Thanks for the downloads, N-drju. I've been doing some tests with your files and discovered some things which might help.
To reduce noise, reset transparency to 1 and reduce the lightsource intensity. Transparency controls the surface transparency, not the transparency of the whole object. Before the subsurface scattering can do anything, light has to pass through the surface, so 1 is a good value for this. Increasing transparency makes the object much brighter so now you need to reduce your light intensity. Your scene had light source intensity 6 and I reduced it to 1. Now it renders with less noise.
Quote from: N-drju on January 07, 2020, 02:29:02 PMI am also confused by the fact that the light in the final picture is apparently handled in a an absurd way. Just take a look at the picture - while the waxy surface is being lit up much better than the few last times, the "burnout rim" of the candle stays completely black... And this is all just a single, uniform object...
This can be improved by changing Lighting Method in PT to "Subsurface scatter in all directions (BETA)". There will still be a sharp line where the candle transitions from the thin rim to the flat section in the middle, but it can be improved by making some more changes.

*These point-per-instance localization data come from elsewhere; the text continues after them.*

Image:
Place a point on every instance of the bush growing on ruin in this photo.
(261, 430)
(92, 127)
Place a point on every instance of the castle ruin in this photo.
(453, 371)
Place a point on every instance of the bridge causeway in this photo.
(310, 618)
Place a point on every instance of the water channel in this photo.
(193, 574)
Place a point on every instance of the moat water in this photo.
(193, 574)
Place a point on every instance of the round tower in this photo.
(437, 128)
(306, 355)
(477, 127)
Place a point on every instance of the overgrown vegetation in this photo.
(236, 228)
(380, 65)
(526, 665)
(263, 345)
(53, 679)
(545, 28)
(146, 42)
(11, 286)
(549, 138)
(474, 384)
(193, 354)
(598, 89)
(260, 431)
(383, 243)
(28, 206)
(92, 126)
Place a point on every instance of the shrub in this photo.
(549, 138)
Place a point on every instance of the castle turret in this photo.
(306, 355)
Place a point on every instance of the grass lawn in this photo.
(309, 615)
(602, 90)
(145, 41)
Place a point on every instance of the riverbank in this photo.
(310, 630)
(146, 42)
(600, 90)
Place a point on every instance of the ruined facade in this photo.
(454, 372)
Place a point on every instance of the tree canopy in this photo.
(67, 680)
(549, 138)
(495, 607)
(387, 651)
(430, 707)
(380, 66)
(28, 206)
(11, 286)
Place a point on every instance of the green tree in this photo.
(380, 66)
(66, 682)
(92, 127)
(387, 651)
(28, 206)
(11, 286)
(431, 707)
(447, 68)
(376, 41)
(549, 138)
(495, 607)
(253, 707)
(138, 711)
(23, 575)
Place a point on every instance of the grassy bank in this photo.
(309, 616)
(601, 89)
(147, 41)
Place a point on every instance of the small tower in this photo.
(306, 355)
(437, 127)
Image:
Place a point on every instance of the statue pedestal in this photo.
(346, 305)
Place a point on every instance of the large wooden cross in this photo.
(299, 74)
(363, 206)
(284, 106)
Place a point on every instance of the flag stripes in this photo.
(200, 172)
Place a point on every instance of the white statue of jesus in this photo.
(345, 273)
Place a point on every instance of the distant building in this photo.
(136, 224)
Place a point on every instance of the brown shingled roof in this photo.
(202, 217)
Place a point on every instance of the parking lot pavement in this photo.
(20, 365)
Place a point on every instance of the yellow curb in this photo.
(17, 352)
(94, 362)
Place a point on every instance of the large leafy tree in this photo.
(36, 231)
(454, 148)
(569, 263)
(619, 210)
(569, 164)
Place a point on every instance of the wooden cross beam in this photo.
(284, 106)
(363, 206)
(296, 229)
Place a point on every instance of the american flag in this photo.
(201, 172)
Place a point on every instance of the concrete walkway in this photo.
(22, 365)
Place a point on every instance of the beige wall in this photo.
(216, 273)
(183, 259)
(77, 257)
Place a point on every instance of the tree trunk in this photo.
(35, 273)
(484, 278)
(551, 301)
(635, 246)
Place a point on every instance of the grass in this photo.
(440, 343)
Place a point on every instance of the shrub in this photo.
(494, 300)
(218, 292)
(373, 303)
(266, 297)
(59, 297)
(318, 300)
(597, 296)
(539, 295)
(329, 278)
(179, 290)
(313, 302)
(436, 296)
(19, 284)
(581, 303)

Increase the specular roughness to 0.8. This scatters the rays entering the wax. It also affects the specular reflections though, so if you need additional sheen on the outer surface you can follow this shader with another reflective shader.
To soften this edge even more, I think you'll need to create wider rim and perhaps more rounded at the bottom. I would also try to round off the edge of the rim because the razor thinness causes the edge to be too transparent. Imagine it is smokey glass that comes to a razor thin edge - this will not scatter any light (EDIT: actually this isn't so bad after making other changes to the shader).